Chile

Mine Ban Policy

Last updated: 18 December 2019

Policy

The Republic of Chile signed the Mine Ban Treaty on 3 December 1997 and ratified it on 10 September 2001, becoming a State Party on 1 March 2002. Chile has not adopted comprehensive national legislation, but it has stated on several occasions that legislation to implement the Mine Ban Treaty is being prepared. In May 2009, Chile stated that its existing laws sufficiently cover the various issues required for implementation, citing the Arms Control Act No. 17.798, which addresses all weapons and explosives, including landmines. Chile nonetheless reiterated its intent to adopt specific legislation for the Mine Ban Treaty. The draft legislation in preparation by various ministries would also serve to implement aspects of the Convention on Conventional Weapons (CCW) Amended Protocol II and Protocol V, as well as the conventions on the rights of persons with disabilities and on cluster munitions.[1]

Chile regularly attends meetings of the treaty, including the Third Review Conference in Maputo in June 2014, and more recently the Seventeenth Meeting of States Parties in Geneva in November 2018, where it provided statements on victim assistance, Article 5 mine clearance, and a general statement.[2]

Chile has served on the Committee on Cooperative Compliance (2015), the Committee on Article 5 Implementation (2017), and the Committee on Victim Assistance (2018), and served as President of the Fifteenth Meeting of States Parties in Santiago in November–December 2016.

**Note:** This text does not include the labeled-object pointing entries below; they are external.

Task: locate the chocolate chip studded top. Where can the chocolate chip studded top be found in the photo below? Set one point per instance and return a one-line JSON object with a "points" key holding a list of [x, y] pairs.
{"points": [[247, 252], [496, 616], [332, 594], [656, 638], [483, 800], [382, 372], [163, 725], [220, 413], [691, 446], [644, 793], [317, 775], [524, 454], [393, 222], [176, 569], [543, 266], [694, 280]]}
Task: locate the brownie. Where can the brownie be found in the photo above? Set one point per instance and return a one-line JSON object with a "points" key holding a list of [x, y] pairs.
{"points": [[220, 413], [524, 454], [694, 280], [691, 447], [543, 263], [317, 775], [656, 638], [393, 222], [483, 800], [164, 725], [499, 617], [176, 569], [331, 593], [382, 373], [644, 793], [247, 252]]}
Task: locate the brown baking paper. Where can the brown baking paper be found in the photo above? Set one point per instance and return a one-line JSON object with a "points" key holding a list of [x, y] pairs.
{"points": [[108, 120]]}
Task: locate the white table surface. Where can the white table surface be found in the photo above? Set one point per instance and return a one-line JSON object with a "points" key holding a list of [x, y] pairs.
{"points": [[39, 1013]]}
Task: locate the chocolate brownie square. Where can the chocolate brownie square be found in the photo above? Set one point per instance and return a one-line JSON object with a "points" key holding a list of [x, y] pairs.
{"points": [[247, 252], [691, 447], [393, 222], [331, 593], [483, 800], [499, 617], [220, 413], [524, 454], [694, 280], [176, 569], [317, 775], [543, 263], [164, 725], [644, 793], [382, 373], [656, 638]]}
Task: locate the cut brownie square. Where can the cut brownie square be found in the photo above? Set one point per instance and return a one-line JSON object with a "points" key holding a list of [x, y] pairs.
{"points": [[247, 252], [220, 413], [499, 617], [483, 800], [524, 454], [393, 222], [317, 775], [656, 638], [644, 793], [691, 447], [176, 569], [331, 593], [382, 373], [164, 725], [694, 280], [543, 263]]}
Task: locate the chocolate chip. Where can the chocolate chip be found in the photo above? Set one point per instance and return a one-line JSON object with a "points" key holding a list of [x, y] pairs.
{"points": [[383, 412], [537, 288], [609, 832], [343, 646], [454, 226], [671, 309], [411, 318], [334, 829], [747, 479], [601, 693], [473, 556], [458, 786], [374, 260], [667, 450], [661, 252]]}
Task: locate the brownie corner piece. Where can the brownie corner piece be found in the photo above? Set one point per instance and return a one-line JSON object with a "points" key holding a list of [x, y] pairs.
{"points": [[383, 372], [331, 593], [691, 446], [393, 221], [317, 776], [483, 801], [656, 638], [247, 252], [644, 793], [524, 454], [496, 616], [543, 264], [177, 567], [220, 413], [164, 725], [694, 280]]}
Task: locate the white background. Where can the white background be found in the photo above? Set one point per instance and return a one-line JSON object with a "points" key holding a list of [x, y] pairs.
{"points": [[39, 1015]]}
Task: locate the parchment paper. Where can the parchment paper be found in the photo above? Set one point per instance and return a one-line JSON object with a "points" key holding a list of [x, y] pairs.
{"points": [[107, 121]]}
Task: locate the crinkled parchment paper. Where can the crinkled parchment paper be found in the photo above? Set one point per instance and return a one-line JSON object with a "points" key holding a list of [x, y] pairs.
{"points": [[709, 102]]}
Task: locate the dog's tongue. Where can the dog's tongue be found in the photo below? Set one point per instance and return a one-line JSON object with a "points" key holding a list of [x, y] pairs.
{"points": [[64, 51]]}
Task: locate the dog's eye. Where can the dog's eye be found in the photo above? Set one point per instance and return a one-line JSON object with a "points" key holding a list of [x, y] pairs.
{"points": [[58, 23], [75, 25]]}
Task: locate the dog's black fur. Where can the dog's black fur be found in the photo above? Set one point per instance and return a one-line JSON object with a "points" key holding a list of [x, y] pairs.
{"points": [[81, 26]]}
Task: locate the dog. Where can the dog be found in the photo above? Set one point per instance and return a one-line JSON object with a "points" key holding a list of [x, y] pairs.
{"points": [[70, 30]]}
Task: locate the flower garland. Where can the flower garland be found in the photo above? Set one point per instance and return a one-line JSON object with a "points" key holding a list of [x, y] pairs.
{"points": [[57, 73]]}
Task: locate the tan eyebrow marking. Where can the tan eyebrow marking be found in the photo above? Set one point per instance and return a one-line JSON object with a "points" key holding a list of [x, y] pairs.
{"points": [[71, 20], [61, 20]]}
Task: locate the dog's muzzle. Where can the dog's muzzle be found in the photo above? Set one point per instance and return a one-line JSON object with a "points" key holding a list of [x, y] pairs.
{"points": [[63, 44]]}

Chile is party to the Convention on Conventional Weapons and its Amended Protocol II on landmines and Protocol V on explosive remnants of war. Chile is also party to the Convention on Cluster Munitions.

Production, transfer, stockpiling, and retention

Chile is a former producer, exporter, importer, and user of antipersonnel mines. Both the army’s Fabricaciones Militares (FAMAE) and a private company named Industrias Cardoen manufactured landmines.[3] Chile has reported producing at least six different types of antipersonnel mines: the MAPP 78-F2 and MAPT 78-F2 mines, both made by FAMAE in 1981; the MOD I (manufactured 1979), II (1980), IEC-11, and M-178 mines, all made by Cardoen. Chile also reported manufactured the M-19 antivehicle mine and the Claymore-type directional fragmentation mine, and Cardoen manufactured the U/I fragmentation mine, according to one source, but none are listed in the Article 7 reports.[4]

Chile has stated that production and export stopped in 1985.[5]

Chile finished destroying its stockpile of 300,039 antipersonnel mines in August 2003.[6] According to its most recent Article 7 report for calendar year 2018, Chile retains 1,192 mines for training its military in humanitarian disarmament.[7]

Use

Chile used mines in the 1970s and 1980s along its borders with Argentina, Bolivia, and Peru.



[1] Statement of Chile, Standing Committee on the General Status and Operation of the Convention, Mine Ban Treaty, Geneva, 25 May 2009.

[2] Statement of Chile, Mine Ban Treaty Seventeenth Meeting of States Parties, Geneva, 27 November 2018; and statement of Chile, Mine Ban Treaty Seventeenth Meeting of States Parties, Geneva, 26 November 2018.

[3] Jane’s Mines and Mine Clearance, online update, 19 November 1999.

[4] United States Department of Defense, ORDATA online, accessed 27 May 2004.

[5] Response to LM Questionnaire by the Foreign Ministry of Chile, through its Ambassador to Uruguay, Amb. Augusto Bermudez Arancibia, 2 February 1999.

[6] Chile initially reported destruction of a stockpile of 299,219 antipersonnel mines. See Landmine Monitor Report 2004, pp. 300–302. However, Chile’s Article 7 reports submitted since 2005 each cited destruction of 300,039 mines from 4 December 1999 to 25 August 2003. See, for example, Mine Ban Treaty Article 7 Report, Form B, 30 April 2009.

[7] Mine Ban Treaty Article 7 Report, Form D, February 2019.